📅  最后修改于: 2023-12-03 14:45:02.900000             🧑  作者: Mango
Pandas is a popular library used in data analysis tasks in Python. One of the common tasks is to sum up data based on certain criteria. With Pandas, we can easily achieve this using the sum()
function.
DataFrame.sum(axis=None, skipna=None, level=None, numeric_only=None, **kwargs)
The sum()
function takes several parameters.
axis
: It specifies the axis along which the sum needs to be computed. By default, it is set to None which means it sums up all the values in the DataFrame.
skipna
: It specifies whether the NaN (Not a Number) values need to be skipped while computing the sum. By default, it is set to True which means NaN values are excluded.
level
: It specifies the level in the MultiIndex hierarchy for which the sum needs to be computed.
numeric_only
: It specifies whether to include only numeric data in the computation. By default, it is set to None which means all data is included.

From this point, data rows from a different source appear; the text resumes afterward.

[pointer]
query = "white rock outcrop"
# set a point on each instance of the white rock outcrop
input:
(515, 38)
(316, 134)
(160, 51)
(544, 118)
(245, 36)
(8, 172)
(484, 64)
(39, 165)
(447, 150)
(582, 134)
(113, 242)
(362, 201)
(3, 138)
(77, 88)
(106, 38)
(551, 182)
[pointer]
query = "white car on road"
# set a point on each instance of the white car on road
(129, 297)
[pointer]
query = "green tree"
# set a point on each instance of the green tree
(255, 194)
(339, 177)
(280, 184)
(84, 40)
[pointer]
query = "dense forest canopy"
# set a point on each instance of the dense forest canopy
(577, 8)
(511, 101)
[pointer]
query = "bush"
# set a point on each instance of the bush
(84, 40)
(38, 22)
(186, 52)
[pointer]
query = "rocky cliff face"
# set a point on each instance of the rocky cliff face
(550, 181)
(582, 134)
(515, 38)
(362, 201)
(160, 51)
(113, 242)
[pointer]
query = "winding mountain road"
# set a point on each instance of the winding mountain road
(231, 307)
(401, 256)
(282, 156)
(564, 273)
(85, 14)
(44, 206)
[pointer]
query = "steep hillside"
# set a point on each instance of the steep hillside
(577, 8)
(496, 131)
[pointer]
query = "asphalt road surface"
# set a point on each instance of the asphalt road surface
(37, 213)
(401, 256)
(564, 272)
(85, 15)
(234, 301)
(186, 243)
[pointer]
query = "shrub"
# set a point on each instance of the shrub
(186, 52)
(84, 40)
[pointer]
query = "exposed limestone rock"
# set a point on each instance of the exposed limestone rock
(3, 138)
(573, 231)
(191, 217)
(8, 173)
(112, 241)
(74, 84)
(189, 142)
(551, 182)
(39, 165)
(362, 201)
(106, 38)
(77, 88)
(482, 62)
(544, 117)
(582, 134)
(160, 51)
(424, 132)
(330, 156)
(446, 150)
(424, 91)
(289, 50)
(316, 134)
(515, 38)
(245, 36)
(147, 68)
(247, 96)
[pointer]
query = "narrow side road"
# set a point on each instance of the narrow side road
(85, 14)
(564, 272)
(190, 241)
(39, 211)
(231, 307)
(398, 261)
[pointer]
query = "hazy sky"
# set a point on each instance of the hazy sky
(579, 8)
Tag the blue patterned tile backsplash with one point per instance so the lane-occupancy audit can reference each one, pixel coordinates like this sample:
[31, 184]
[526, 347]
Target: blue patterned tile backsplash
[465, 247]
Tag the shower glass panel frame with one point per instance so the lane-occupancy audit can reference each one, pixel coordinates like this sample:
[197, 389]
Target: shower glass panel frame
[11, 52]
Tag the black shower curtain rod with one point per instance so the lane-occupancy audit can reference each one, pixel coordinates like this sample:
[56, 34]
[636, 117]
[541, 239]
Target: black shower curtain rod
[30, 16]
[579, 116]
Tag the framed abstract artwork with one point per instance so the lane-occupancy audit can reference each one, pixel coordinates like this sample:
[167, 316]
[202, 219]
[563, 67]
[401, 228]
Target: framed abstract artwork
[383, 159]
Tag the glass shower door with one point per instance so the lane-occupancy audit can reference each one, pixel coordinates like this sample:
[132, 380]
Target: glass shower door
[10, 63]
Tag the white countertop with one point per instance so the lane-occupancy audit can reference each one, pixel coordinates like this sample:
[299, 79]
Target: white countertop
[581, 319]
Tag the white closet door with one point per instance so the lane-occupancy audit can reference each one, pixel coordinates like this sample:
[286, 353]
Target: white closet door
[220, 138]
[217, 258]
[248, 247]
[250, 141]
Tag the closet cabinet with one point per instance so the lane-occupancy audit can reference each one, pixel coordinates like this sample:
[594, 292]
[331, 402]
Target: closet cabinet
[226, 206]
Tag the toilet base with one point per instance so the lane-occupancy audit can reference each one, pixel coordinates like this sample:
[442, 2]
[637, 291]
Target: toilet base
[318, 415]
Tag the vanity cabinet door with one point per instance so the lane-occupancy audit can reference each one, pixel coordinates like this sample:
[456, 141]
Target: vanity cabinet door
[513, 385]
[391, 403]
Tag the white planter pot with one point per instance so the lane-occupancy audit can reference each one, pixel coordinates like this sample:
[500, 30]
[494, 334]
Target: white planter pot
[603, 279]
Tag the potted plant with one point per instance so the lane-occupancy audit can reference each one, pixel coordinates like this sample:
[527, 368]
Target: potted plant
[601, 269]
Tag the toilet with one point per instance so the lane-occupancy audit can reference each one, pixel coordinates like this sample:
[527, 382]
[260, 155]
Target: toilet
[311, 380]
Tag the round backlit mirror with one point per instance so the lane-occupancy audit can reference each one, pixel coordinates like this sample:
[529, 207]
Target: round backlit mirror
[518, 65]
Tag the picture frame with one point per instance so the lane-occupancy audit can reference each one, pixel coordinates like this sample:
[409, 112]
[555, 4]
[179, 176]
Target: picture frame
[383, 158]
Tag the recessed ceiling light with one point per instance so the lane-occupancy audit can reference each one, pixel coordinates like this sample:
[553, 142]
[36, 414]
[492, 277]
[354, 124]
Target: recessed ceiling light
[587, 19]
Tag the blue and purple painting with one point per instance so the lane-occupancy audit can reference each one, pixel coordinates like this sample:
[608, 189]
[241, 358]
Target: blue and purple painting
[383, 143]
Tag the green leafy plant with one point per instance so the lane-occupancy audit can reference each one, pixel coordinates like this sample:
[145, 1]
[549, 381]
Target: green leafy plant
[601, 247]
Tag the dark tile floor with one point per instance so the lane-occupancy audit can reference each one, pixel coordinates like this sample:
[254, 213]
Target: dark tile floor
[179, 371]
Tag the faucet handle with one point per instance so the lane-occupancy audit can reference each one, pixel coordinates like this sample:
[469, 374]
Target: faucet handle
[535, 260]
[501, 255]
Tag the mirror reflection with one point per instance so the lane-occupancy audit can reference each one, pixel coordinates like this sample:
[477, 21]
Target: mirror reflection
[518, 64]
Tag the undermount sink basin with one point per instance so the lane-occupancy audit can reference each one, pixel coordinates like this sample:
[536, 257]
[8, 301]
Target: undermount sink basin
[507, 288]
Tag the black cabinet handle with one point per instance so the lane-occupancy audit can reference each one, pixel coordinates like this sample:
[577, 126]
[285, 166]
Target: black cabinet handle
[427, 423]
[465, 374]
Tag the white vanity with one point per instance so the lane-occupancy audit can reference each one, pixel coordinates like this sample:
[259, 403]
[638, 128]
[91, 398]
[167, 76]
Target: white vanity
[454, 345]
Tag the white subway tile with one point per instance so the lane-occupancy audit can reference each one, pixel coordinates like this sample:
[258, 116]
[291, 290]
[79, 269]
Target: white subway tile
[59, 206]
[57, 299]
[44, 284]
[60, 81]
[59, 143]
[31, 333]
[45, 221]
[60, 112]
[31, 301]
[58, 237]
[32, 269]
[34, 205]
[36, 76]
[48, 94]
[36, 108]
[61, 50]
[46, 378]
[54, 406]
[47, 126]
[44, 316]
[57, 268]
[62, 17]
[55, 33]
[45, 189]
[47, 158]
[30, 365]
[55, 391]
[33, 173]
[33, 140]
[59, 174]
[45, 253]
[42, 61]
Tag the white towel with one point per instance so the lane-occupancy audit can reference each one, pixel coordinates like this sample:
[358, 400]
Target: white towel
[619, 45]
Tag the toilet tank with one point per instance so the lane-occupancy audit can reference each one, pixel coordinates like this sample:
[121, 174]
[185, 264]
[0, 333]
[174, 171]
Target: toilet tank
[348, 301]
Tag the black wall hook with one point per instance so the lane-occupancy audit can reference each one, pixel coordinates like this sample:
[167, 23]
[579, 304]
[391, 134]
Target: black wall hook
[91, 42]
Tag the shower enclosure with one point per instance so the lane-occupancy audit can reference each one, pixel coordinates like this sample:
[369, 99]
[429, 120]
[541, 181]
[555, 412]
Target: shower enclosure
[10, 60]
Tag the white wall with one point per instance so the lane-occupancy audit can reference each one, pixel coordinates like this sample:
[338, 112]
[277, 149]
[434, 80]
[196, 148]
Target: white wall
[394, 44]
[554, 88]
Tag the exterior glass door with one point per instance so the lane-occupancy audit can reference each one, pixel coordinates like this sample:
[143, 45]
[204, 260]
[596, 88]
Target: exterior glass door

Let us consider a sample DataFrame to understand how the sum()
function works.
import pandas as pd
df = pd.DataFrame({
'Name': ['Alice', 'Bob', 'Charlie', 'David'],
'Age': [25, 30, 35, 40],
'Salary': [50000, 60000, 70000, 80000]
})
This DataFrame contains information about four employees. We can compute the sum of their salaries as follows:
total_salary = df['Salary'].sum()
print(total_salary)
Output:
260000
We can also compute the sum of each row using the sum()
function and specifying the axis as 1.
total = df[['Age', 'Salary']].sum(axis=1)
print(total)
Output:
0 50025
1 60030
2 70035
3 80040
dtype: int64
In this example, we have computed the sum of the Age and Salary columns for each row.
Pandas sum()
function is a powerful tool to compute sums in a DataFrame in Python. By specifying parameters such as axis, skipna, and level, we can customize the computation based on our requirements.